Theo descobrirá o livro, acredita Florence, ao mesmo tempo em que os outros leitores. Ela conta ter enviado um exemplar para o filho, que mora em outra cidade, mas errou de endereço duas vezes. O pacote nunca chegou ao destino. A francesa ligou para contar sua tentativa frustrada de fazer uma surpresa e os dois riram da situação. "Theo me disse que seria melhor comprar o livro em uma loja", conta.

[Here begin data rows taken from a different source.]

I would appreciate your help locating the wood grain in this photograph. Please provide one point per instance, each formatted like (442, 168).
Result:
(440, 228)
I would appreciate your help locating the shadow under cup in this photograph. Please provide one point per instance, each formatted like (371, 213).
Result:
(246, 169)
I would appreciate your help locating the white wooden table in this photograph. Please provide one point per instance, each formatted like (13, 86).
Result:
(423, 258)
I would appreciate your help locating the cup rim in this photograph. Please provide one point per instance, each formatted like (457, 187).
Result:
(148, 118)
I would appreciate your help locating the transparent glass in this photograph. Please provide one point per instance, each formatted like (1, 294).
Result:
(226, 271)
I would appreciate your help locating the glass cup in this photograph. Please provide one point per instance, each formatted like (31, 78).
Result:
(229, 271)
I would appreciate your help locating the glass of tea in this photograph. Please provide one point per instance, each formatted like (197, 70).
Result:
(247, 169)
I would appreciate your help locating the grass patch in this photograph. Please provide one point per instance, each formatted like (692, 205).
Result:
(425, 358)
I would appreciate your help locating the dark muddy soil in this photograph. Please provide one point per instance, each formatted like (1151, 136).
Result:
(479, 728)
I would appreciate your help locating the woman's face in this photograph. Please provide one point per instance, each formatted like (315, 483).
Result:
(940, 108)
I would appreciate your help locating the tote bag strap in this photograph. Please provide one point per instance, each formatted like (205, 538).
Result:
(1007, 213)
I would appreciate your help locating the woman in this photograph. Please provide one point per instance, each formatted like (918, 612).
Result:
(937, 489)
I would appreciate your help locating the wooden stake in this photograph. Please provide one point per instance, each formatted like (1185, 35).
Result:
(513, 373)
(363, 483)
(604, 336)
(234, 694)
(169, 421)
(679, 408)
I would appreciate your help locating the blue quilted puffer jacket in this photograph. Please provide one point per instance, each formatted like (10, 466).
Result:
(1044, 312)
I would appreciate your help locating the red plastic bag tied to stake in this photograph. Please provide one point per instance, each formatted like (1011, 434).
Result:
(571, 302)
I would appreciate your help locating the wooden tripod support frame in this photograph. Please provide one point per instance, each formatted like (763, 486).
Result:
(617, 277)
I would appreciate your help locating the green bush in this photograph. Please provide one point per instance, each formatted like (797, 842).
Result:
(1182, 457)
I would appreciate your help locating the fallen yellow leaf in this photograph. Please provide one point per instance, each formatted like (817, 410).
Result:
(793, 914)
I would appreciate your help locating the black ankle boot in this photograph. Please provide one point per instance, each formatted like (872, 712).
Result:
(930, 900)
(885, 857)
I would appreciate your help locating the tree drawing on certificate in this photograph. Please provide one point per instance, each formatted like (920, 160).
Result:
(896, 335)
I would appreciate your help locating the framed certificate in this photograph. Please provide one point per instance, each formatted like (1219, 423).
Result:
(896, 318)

Esse é um exemplo prático de como a doença aos poucos transforma seu cérebro e afeta suas funções cognitivas. O Alzheimer provoca uma destruição progressiva dos neurônios que se manifesta por uma perda de memória de fatos recentes, que se acentua com o tempo. A patologia causa lesões irreversíveis no tecido cerebral, até atingir o lobo temporal, situado na parte lateral do cérebro, levando à perda da autonomia e à morte. O processo é longo e doloroso, para o paciente e pessoas próximas.
Aqui, agora
Florence não pensa no futuro, afinal, para ela, o futuro, ou o passado recente, simplesmente não existem. "Eu amo o aqui, agora. Para mim, o momento presente é aquele que estou vivendo com você. E um momento de prazer, que eu usufruo nos mínimos detalhes. Quando alguma coisa me agrada, ou me deixa feliz, é importante. É um momento que eu aproveito", conta. A francesa também é consciente de que suas lembranças ficaram congeladas no tempo, quando foi diagnosticada - a memória recente é a primeira afetada pela doença.
No livro, ela conta, por exemplo, que não reconhece mais seu filho. Em suas lembranças, a imagem dele que permanece é a de um garoto de 12 anos. "Eu ainda o vejo pequeno. Tenho problemas em reconhecer o jovem em quem ele se transformou", explica. A francesa conta o assunto não é tabu; é objeto de conversas frequentes com o filho. "A evolução da doença é tamanha que muda a pessoa. As relações se tornam um pouco mais complicadas. Neste momento, é essencial falar sobre o que está acontecendo", diz.
Vivendo um dia de cada vez, Florence aceita sua condição e acha importante falar sobre o que ela chama de "deficiência invisível": em nenhum momento da entrevista, por exemplo, é possível detectar os sinais de uma doença que, para o senso comum, a tornaria incapaz de dar sentido às suas ideias. Eles aparecem, entretanto, diante de uma situação de estresse, ou durante um passeio - Florence perdeu todo a noção de espaço e localização.
Ela sabe que seu tempo consciente é limitado. Mas, apesar das dificuldades, em seu livro e nos encontros com outros portadores da doença, ela sempre tenta transmitir uma mensagem positiva. "Não vamos deixar a doença vencer!"